Every programming language have their own standards. Zen coding, principles, unwritten rules they call it — communities create these to standardize coding, making it more readable and making it possible to maintain the codebase for years, heck a decade! But optimizing and planning have their own pitfalls specially if executed prematurely.

The main objective upon development is to write a code that works, achieve the criteria and to function as it should be. Then coding standards, efficiency and performance should follow.

Let’s start!

Clean your code

MAKE IT A HABIT. Clean code makes the system maintainable specially for your colleagues. Some tips on how to keep your code clean:

  • Adding document string for functions, complex logic, edge cases and even adding notes and references is good practice and can help developer readability.
  • A method should only be called once per process. If you need to use its result in multiple scenarios, store it on a variable and use this variable instead.
  • Checking for unused code and deprecating unused functions, variables, classes.
  • Avoid redundancy. Don’t rewrite code unnecessarily and don’t redefine variables. Keep the code on point.
  • Reading good articles and books should help improve and exercise good coding habits. i.e. Zen of Python, Two Scoops of Django, etc.

Querying and Database Optimization

Most of the time, queries are the bottlenecks in terms of speed and performance. Maximizing the methods provided making your queries short and efficient is a good practice.

  • Retrieving data from the database consumes a lot of time, specially if dealing with a thousands if not millions of rows of data.So that’s why the lesser the number of queries, the faster the performance and the faster the response specially if dealing with APIs.
  • Use select_related and prefetch_related on queries with relational fields will improve the performance.
  • Use Q object for complex queries. Practice annotate and aggregate method for efficient data computation.
  • Practicing defer( ) and only( ) to only retrieve needed fields.
  • Executing the computation in queries is faster than executing it in python.
  • Make sure to pick the correct database for your needs.

Being Lazy is good

  • Laziness avoids pre-computation and only is executed when needed or required. For instance, QuerySets are lazy. QuerySets will not fetch data when you create, pass, or combine them.
  • Certain operations force the QuerySets to prematurely fetch the data. Avoiding this scenario help the system and data computation become faster.
  • Practice using keep_lazy() decorator. It forces Django to only execute the function when necessary.

Celery

  • Use the vegetable! For async process, batch processes or functions that take too much time to execute, we can use celery. Specially on APIs that requires heavy computation and results to timeout responses.
  • celery-beat is a nice library for periodic tasks. It is being used for computations that requires to run at a scheduled point in time.

Caching data

  • You should cache data that is not expected to change or update (specially derived ones) and using cached_property() decorator.
  • Maximizing Django’s caching framework and implementing it should improve the performance drastically.

Premature Optimization

“Premature Optimization is the root of all evil.”
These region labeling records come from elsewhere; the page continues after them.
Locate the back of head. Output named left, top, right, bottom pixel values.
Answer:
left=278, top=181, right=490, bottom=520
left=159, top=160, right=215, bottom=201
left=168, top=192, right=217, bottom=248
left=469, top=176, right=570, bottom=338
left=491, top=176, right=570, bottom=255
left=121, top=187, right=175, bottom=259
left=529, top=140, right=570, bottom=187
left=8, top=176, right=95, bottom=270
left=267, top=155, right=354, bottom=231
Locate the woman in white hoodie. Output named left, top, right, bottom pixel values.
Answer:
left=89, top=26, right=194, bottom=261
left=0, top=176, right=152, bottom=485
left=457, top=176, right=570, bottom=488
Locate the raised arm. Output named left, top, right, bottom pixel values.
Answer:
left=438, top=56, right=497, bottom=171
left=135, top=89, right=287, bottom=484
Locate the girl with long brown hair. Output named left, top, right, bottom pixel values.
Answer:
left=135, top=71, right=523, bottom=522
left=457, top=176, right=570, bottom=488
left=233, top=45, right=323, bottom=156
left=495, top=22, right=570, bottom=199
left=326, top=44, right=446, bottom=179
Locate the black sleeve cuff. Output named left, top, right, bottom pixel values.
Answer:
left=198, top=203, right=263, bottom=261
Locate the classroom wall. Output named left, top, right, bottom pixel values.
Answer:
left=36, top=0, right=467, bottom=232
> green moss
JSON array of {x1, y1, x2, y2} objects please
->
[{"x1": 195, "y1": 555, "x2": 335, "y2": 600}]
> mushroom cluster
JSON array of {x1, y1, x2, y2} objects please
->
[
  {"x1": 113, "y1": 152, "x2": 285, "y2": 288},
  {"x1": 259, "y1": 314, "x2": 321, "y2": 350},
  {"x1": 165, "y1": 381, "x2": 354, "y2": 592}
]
I agree to the sentiment. Meticulous adjustments, micro tuning and overthinking leading to improper designs. The result is a code that is difficult to modify, maintain, and read. This is one of the common pitfall in programming and data science.

  • Note: optimizing could be addicting, to the point that we are bypassing the designs and structures of the code.

For many programmers…the more they know, the more ways they will be tempted to prematurely optimize.

Yes! with great knowledge comes with dangerous premature optimization. Ohh wait..

Then how to avoid premature optimization?

import this

Tadah! yup don’t forget. The Zen of Python. Simpler is better than complex. Yes, yes this principles. Keep in mind.Easiest , maintainable, readable, easy to test.

Note: For your codebase, if you plan on optimizing functions specially complex ones — don’t forget to write your unit test first before refactoring!

Conclusion

Optimization if done wrong could lead into disastrous outcomes and can produce more harm than good. Following a coding standard, making it a habit and code reviews, then avoiding premature optimization should improve system efficiency and performance.